The case is rather different in the other two masques printed in this quarto, for, exceptionally, both Beauty and Haddington retain examples of the Jonsonian ‘theyr’ – in Beauty one finds 13 instances of ‘theyr’ as against 34 of ‘their’, in Haddington 5 against 19. (In the 1616 Folio, set from the quarto, all examples of ‘theyr’ are eradicated.) Both masques also contain a number of other ‘y’ spellings, and both – but especially Haddington – manifest characteristic Latinate spellings (‘praesiding’, ‘praeposed’, ‘trophaees’, ‘praefect’, ‘fruicts’ etc.). These latter, interestingly enough, also largely survive in 1616 – which renders them less robust evidence for Jonsonian copy than has sometimes been supposed. Precisely because the words themselves are more unusual it is likely that the classical spellings would survive. Given the vagaries of scribal and compositorial spelling habits it would be dangerous to build too confidently on evidence of this kind. Nonetheless it seems to me likely that the copy for the first of the three masques in the 1608 quarto was a scribal transcript, whereas there is a much stronger likelihood that the other two were derived from holograph manuscripts.

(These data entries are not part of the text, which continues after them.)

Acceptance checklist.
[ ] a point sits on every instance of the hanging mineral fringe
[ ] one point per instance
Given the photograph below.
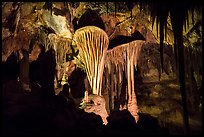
(125, 57)
(92, 43)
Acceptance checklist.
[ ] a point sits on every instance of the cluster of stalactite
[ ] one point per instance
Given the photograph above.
(119, 78)
(92, 43)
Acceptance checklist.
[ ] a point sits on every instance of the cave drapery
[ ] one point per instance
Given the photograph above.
(92, 43)
(179, 13)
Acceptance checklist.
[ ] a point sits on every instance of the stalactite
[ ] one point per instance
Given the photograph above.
(125, 57)
(92, 43)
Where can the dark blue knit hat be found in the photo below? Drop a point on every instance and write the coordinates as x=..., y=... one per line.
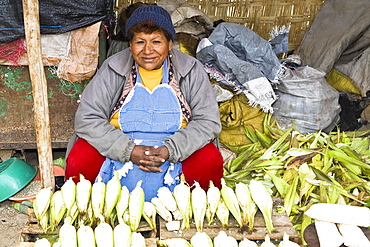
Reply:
x=155, y=13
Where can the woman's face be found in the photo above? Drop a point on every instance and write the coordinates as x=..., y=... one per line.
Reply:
x=150, y=50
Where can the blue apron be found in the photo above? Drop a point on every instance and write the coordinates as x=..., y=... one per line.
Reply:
x=148, y=117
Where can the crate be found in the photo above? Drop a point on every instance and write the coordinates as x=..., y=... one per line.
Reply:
x=261, y=16
x=280, y=221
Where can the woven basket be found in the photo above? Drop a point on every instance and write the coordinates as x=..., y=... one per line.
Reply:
x=261, y=16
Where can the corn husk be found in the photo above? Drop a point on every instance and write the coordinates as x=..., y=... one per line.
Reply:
x=150, y=213
x=213, y=199
x=83, y=194
x=231, y=201
x=199, y=206
x=122, y=235
x=201, y=239
x=43, y=242
x=263, y=200
x=136, y=205
x=182, y=196
x=68, y=234
x=69, y=194
x=112, y=194
x=98, y=197
x=57, y=209
x=85, y=236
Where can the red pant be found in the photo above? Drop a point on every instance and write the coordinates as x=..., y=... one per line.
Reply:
x=202, y=166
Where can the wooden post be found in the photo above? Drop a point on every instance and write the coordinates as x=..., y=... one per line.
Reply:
x=39, y=91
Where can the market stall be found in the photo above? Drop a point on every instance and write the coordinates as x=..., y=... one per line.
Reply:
x=283, y=123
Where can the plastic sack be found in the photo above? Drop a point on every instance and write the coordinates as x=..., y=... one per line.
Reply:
x=306, y=100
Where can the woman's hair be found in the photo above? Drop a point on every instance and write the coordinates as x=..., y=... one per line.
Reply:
x=148, y=27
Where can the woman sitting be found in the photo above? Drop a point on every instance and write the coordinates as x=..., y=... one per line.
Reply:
x=149, y=113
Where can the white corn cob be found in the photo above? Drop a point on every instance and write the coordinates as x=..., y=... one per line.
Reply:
x=85, y=236
x=286, y=242
x=57, y=209
x=122, y=203
x=161, y=209
x=247, y=243
x=247, y=205
x=136, y=205
x=182, y=196
x=122, y=235
x=42, y=202
x=113, y=191
x=353, y=236
x=223, y=213
x=137, y=240
x=267, y=242
x=213, y=199
x=231, y=201
x=83, y=194
x=263, y=200
x=97, y=197
x=328, y=233
x=42, y=242
x=103, y=234
x=201, y=239
x=69, y=194
x=56, y=244
x=68, y=234
x=199, y=206
x=166, y=197
x=174, y=242
x=149, y=213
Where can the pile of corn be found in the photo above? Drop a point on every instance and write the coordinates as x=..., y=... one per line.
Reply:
x=304, y=169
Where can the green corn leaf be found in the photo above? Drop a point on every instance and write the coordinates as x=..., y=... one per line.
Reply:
x=292, y=197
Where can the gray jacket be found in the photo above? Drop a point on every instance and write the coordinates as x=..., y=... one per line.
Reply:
x=101, y=94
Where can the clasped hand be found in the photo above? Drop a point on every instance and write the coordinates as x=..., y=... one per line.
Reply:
x=149, y=158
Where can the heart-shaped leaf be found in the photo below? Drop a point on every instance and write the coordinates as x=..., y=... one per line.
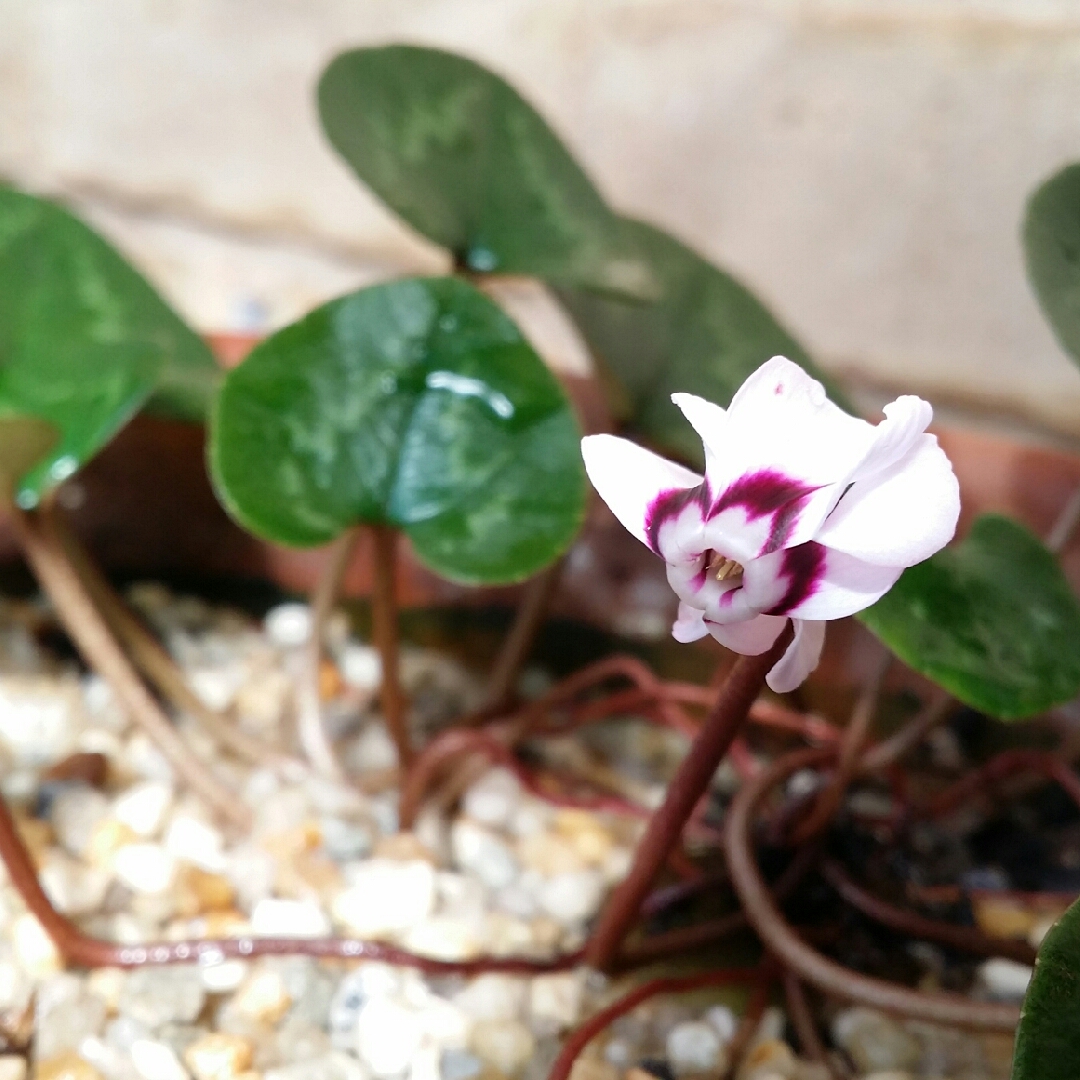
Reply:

The printing of the 1616 folio

Blackness occupies 4F3-4G1r (pp. 893-901) of the folio under the title ‘THE QUEENES MASQVES. The first, OF BLACKNESSE’. Below a rule, Beauty begins towards the bottom of 4G1, under the title ‘THE SECOND MASQUE. Which was of BEAVTIE’, and continues to 4G5v (pp. 901-10). Haddington is correctly placed chronologically, after Hymenaei, beginning on a new page at 4I5v, and continuing to 4K4v (pp. 934-44). Only one stop-press correction has been noted, on 4G3, p. 905 line 1 (Beauty, 120), where ‘Singes,’ is corrected to ‘Singers’. This is observed in David L. Gants’s collation of the folio in copies at Boston Public Library (XfG .3811 .5), and the University of Virginia (E1616 .J64). For the rest, though F makes some corrections of minor errors (principally of spacing) in Q, it generally introduces new error. The collation of substantive variants for each masque is as follows:

Blackness

35 footnote letter i] Q; omitted F1

35 Oceaniae] Q; OCIANAE F1

44 of the] Q; of F1

54 conspicuous] Q; conspicious F1

82 thy] Q; the F1

170 Above] Q; About F1

189 thy] Q; the F1

Beauty

123 hight] Q; height F1

128 thy] Q; the F1

141 an] Q; a F1

186 ingenuous] Q; ingenious F1

197 of] Q; on F1

206 scene] Q; Scene / pio F1

208 Scorpio, and] Q; Scor- / and F1. ‘Having omitted ‘-pio,’ at the beginning of the line, the printer by error put in the missing letters at the beginning of the last line of the preceding paragraph after ‘Scene’ (H&S, 7, 189 )

Haddington

340 laughters] Q; laughter F

It is clear, then, that F was set from a copy of Q, and that no variants indicate revision which might be attributed to authorial oversight of the printing.